A very interesting post by Jay Cross about ROI … it got me thinking. A question which has been coming up time and again in discussions I have been having with friends is about the extent to which we measure ROI has been responsible for the crisis the markets are facing. Or is it, at all? Hey … I am not a management guru, and hence, I don’t even claim to know whether it does or not.
There is, however, something which I have been thinking about, and this post actually brought this out quite well. Especially the part where he says …
Making strategic decisions is fundamentally different from making operating decisions. Senior leadership uses gut feel, informed judgment, and vision to set direction. Managers at lower levels decide what projects to fund by describing the logic of how they will help carry out the strategy; this is where running the numbers is useful. ROI hurdles help identify the projects with the greatest potential return. They don’t address the big picture.
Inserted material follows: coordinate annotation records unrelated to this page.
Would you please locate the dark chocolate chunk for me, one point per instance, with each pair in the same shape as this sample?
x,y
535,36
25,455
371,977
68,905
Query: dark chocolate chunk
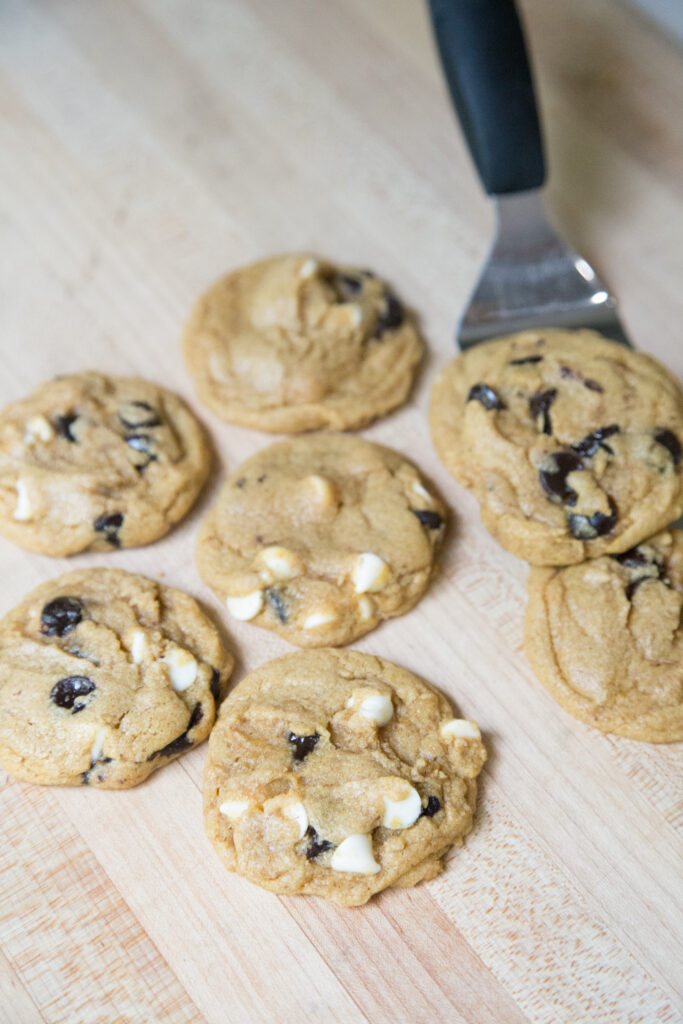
x,y
587,527
391,317
316,846
62,425
671,442
591,442
539,404
302,744
214,685
347,286
60,615
181,742
432,520
524,360
485,395
275,598
71,692
110,525
554,481
433,805
138,414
This is an interesting thought, if we take this forward. When we talk about vision, we are not talking about this quarter, or the next. We are, instead, talking about a process of reaching from point A to point B, whatever these points may be. Question is, if, in this process, some of the measures take a hit for a quarter or two, sort of giving up on some short term gains for more long terms gains, do these trade-offs actually come into the radar, or the intelligence dashboards of business leaders?
Consider this … There are a number of construction projects going on in Delhi these days, in preparation for Commonwealth Games, 2010. Now, these project sites are not a pretty site as of now, but by the time these are completed, its going to be a different picture altogether. Should one give up on a not so pretty near-term picture in order to attain a nicer picture in the long term?
In this context, lets look at training. Lets remember … training is usually work in progress. When people come out of a training, they have learnt some things, and they are yet to learn some things more, which is where the experience of applying the concepts of what they have learnt on the job comes into the picture. The first question, hence, is what is the point at which we should measure the ROI of training? Traditional means are feedback forms which participants to trainings fill out at the end of the training, when they have no idea how relevant the training has been, and how well it has equipped them to deliver work on the job. So does this mean that effectiveness should be measured at a later point? Here, the question that comes up is, what is the extent that operating improvements can be attributed to training, and to what extent can they be attributed to experience, on the job learning, or collaboration?
Lets look at it this way … you could train someone to swim … or, they could learn to swim by themselves once pushed into the deep end of the pool (with the lifeguard around, of course …). The person who was trained to swim wouldn’t be able to appreciate the effectiveness of the training because he never experienced the effort required in learning to swim on your own, while the other person never really got trained, so again, he is not the right person.